Zikrettiğimiz Hadis-i şerifin rehberliğinde Esma’ül Hüsna penceresinden, hayatımıza ve şahsiyetimize bakmak için Mübarek Şaban ayı tam zamanı kanımca. Zira Esma’ül Hüsna ile gözden geçirdiğimiz karakterimizdeki noksanlıkları fark edip Ramazan-ı Şerif ‘ e hazırlık yapmış oluruz.

Esma’ül Hüsna Allah’ın güzel isimleri demek. Allah’ın hem isimleri hem de onun varlığının ispat ve delilidir. Bu isimler Allah’a ait olduğuna göre hadisi şerifte geçen hakkını yerine getirme ve gereğine göre amel etme ile ne kastedilmektedir. Kul yaratıcıya mahsus olan isimlerin nasıl hakkını yerine getirip bu isimler ile nasıl amel edebilir.

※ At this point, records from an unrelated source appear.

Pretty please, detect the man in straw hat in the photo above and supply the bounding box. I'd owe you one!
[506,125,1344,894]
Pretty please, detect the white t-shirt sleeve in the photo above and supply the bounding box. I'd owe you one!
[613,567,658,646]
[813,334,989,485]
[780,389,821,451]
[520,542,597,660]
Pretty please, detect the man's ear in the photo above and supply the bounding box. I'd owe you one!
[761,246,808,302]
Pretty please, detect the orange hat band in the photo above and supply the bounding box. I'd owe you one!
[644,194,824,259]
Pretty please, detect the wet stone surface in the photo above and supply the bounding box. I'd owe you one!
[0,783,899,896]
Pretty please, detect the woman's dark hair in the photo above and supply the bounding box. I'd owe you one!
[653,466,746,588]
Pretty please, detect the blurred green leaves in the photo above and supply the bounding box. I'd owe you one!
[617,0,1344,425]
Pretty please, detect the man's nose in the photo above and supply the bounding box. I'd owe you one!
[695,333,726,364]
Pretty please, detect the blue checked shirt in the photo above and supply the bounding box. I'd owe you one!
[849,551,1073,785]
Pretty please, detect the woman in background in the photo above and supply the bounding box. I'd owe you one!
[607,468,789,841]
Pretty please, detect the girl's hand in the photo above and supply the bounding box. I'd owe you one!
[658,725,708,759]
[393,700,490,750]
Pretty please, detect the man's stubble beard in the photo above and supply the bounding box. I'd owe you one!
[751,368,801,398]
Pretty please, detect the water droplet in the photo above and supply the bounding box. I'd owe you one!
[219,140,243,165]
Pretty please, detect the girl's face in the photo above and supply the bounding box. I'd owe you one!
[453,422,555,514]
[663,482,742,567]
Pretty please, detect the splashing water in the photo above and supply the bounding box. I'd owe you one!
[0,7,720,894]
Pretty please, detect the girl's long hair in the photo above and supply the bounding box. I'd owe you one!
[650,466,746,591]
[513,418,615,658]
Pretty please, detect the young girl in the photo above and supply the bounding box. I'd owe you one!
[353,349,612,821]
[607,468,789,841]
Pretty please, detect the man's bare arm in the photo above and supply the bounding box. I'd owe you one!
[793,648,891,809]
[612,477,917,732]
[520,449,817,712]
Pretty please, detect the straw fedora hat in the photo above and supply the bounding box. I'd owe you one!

Hadisi şerifte cennet ile müjdelenen bu hükümler bize gösteriyor ki Esma’ül Hüsna’nın kula da tecelli eder.Bizim sorgulamamız gereken  bu tecellinin  ne kadar kendimize ve etrafımıza yansıdığıdır.

Allah rahman ve rahim olandır. Yani bağışlayan ve esirgeyendir. Allah kulunun imanına, günahına, iyi veya kötü bir insan olduğuna bakmadan kulun ihtiyacı olan her şeyi bu dünyada yaratmış ve kulun hizmetine sunmuştur. Bu O’nun rahman isminin tecellisidir.


 Biz ne kadar rahmet ismini yansıtıyoruz, yaptığımız işlerde ne kadar kişiye göre muamele etmeden, sadece Allah rızası için hareket ediyoruz? Evimize gelen misafire, akrabalarımıza aynı merhametle ile davranıyor muyuz? Kendi ailemizi el üstünde tutup eşimizin ailesi söz konusu olduğunda umursamaz mı davranıyoruz? Kendisine güzel davranma mükellefiyetimizin olduğu insanlara sadece bu rahmet isminin yansıması, rahmanın dünyamıza tezahür etmesi niyazıyla mı davranıyoruz yoksa kindar davranıp arkamızı mı dönüyoruz. Ama o da şöyle yapmıştı ile başlayan cümleler kurmak bizi Rahman isminden uzaklaştırmaz mı? Diyelim ki eşimiz kendisinden beklediğimiz ilgi alakayı bize göstermedi, biz de aynı şekilde davranır isek merhametten ve Rahman’ın varlık ayırt etmeden verdiği nimetlere aykırı davranmış olmaz mıyız?


 Allah rahimdir, yani esirgeyendir, koruyandır. Allah kullarını beladan, şerden korur, bunun için hatta daha küçük şerlerin vuku bulmasına müsaade eder fakat bu O’nun rahim isminin önüne geçmez. Çünkü Allah tüm zamanlara ve mekanlara hakimken biz sadece bize izin verilen zaman ve mekan ile algılar ve vakalara ona göre hüküm veririz.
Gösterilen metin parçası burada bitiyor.